尚、執事施行状の元になった制度は、後醍醐天皇による建武の新政の雑訴決断所の牒にあったと考えられています。
今回は執事施行状がどの様なものだったのか解説します。
執事施行状とは何か
執事施行状は室町幕府の初期において、高師直が発給していた文書を指します、
執事施行状は、将軍の足利尊氏が恩賞充行袖判下文を沙汰付けを諸国の守護に実施させる為の文書です。
鎌倉時代にも六波羅探題による施行状は発行されていましたが、拝領者に伝えるだけであり、守護が介入する事はありませんでした。
基本的に鎌倉時代は恩賞として土地が与えられたとしても、自己の努力で土地を明渡してもらう必要がありました。
執事施行状は守護に強制執行する様に命じる事が可能であり、味方への恩賞をスムーズに部下に与え、将軍や執事の権力に重みが増す事が出来たわけです。
執事施行状と雑訴決断所
室町幕府の初期にあった執事施行状の元になったと思われる制度が、後醍醐天皇の建武の新政にあります。

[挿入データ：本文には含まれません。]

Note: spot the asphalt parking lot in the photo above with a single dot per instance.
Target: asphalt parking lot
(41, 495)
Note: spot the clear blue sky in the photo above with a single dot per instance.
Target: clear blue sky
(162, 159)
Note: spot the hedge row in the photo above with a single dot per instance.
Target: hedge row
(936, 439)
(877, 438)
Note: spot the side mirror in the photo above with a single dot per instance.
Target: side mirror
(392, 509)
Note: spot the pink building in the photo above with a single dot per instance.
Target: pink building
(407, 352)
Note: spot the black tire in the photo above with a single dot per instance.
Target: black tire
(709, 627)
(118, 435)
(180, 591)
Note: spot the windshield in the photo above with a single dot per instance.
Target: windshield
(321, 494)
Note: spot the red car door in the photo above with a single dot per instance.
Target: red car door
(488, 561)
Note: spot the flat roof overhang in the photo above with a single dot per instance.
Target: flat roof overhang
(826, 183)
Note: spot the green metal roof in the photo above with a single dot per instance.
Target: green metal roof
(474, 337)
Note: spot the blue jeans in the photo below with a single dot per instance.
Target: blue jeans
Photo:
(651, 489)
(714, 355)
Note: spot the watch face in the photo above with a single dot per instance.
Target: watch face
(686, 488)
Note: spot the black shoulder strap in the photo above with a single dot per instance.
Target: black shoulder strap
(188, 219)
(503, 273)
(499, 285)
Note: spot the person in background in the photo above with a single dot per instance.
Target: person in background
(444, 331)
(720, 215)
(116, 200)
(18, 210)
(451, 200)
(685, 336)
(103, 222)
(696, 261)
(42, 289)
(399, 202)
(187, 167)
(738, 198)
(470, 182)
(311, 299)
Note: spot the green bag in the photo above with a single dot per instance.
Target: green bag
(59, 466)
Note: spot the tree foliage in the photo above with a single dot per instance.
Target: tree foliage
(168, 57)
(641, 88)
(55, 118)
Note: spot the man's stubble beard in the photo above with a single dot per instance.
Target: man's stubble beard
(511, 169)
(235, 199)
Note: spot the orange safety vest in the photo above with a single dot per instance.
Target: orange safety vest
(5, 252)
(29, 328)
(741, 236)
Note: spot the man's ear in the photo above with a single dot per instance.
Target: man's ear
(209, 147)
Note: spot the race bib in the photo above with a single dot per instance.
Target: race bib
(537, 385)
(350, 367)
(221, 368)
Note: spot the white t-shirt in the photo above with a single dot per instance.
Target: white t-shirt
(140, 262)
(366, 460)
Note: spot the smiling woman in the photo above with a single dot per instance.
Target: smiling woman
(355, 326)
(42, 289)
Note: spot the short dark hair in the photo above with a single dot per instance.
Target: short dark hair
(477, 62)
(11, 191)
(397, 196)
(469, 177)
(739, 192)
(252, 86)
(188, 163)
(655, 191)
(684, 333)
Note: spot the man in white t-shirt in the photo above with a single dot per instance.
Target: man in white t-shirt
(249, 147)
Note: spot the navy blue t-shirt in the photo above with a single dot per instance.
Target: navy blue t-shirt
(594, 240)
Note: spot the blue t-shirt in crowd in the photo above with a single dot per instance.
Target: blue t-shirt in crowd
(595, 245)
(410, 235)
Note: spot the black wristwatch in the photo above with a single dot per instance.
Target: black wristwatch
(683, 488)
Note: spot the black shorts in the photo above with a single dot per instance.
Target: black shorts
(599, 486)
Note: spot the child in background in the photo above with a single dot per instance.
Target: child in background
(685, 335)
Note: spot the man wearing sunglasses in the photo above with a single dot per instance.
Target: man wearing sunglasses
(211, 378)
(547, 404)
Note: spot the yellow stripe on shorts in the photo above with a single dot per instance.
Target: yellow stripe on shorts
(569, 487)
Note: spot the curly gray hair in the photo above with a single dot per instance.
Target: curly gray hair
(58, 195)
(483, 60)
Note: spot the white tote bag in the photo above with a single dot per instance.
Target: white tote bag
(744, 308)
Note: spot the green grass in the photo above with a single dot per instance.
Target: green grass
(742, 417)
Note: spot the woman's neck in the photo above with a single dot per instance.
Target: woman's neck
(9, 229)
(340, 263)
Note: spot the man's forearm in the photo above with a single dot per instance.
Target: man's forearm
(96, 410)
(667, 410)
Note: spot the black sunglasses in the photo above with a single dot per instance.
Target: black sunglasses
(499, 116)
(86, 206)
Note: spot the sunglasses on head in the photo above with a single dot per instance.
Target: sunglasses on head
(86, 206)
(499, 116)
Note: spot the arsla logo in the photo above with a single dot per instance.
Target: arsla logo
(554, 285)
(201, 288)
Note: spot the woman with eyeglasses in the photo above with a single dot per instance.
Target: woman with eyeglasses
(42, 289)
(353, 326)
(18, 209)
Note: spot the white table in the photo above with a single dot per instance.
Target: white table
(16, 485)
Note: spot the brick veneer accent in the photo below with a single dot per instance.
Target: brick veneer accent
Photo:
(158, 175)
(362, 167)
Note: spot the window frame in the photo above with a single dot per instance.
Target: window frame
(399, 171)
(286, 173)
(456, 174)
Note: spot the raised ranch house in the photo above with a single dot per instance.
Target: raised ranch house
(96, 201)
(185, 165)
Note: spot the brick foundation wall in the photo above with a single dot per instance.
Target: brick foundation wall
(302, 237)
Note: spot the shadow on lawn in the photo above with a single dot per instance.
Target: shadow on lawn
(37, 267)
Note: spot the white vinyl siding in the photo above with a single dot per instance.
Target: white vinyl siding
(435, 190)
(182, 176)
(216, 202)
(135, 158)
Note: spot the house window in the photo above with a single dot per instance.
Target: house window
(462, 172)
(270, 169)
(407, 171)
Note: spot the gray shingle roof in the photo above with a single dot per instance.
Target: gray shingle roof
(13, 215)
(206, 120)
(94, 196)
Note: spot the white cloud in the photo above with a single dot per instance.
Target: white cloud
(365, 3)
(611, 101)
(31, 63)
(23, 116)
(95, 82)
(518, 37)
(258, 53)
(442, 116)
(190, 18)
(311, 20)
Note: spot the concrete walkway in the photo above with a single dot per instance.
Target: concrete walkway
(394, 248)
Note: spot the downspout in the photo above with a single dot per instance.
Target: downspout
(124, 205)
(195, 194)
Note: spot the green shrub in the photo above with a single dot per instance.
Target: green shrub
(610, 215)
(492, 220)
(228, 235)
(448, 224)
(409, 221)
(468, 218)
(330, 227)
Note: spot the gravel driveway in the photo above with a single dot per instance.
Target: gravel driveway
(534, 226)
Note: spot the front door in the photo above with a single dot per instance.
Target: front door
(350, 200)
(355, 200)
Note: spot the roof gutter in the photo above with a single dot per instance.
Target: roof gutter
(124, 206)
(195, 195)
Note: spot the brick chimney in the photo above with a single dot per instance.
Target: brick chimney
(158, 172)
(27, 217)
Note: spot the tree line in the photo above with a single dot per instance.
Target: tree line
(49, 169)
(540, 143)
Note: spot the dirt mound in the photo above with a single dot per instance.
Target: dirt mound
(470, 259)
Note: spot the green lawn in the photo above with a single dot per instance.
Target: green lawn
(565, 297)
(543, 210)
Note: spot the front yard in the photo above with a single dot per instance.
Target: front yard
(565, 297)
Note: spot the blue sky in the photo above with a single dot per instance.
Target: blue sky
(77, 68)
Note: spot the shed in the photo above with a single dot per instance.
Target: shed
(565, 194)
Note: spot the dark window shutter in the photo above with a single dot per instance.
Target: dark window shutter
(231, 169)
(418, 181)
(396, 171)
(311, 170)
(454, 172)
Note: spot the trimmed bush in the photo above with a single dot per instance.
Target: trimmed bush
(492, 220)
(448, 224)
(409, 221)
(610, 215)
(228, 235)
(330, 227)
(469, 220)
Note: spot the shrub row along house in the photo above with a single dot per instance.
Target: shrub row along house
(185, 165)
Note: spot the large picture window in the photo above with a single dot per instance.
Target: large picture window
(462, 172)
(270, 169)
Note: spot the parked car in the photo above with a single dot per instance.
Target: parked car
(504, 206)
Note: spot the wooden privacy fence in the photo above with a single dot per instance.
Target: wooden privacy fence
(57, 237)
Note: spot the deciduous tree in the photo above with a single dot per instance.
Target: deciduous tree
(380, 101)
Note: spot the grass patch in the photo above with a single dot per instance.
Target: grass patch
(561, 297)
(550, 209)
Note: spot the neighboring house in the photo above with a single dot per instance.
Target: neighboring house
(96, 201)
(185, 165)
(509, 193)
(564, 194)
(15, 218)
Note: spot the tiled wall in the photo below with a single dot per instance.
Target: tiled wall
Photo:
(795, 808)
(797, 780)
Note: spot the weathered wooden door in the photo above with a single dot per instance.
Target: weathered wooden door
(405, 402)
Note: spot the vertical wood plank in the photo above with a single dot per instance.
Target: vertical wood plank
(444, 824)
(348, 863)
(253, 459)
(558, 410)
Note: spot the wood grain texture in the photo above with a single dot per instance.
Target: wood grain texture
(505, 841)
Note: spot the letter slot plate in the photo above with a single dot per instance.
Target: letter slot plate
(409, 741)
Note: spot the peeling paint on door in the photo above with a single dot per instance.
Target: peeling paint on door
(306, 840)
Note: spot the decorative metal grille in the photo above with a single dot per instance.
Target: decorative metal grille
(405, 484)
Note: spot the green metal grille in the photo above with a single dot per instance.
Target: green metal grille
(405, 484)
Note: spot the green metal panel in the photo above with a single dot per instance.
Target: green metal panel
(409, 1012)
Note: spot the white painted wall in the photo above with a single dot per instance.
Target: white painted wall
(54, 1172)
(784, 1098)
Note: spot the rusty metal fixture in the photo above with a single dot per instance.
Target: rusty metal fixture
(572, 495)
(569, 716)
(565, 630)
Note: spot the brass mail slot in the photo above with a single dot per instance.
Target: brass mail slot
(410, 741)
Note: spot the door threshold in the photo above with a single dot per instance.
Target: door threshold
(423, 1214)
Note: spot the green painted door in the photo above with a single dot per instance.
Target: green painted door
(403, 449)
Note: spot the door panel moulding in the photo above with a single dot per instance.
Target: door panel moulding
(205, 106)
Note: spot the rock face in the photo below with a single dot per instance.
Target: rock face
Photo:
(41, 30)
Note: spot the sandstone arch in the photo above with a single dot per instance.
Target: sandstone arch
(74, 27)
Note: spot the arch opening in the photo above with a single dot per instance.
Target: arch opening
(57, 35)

建武政権では武士への恩賞の決定権を朝廷が握っていました。
建武の新政が始まると武士たちは所領安堵や恩賞を求めて、京都に殺到する事になります。
当然ながら後醍醐天皇による綸旨だけでは裁けなくなり、雑訴決断所を開設しています。
当時は後醍醐天皇の綸旨だけではなく、護良親王の令旨も多く発行されており、同じ人物に一つの所領を与えてしまった事もありました。
ここで雑訴決断所では「牒」と呼ばれる文書を発給し、国司や守護に命じる事が出来る様にしたわけです。
建武政権では綸旨を持っていても、牒が無ければ国司や守護は動いてはくれない仕組みとしました。
この綸旨が正しいのかどうかのチェックを行い牒を発行する制度が、執事施行状の元だと考えられています。
室町幕府の執事である高師直は雑訴決断所の職員だった過去があり、踏襲したのが執事施行状なのでしょう。
中世では恩賞問題が多く起こっており、手柄を挙げた武士たちに早く確実に恩賞を与えなければ求心力が低下する問題がありました。
恩賞による求心力の低下を防ぐ為の制度が、執事施行状でもあったのでしょう。
室町幕府では足利直義が所領安堵も行っていますが、所領安堵は既に土地を実効支配している場合も発行するのが大半であり、執事施行状は必要なかったわけです。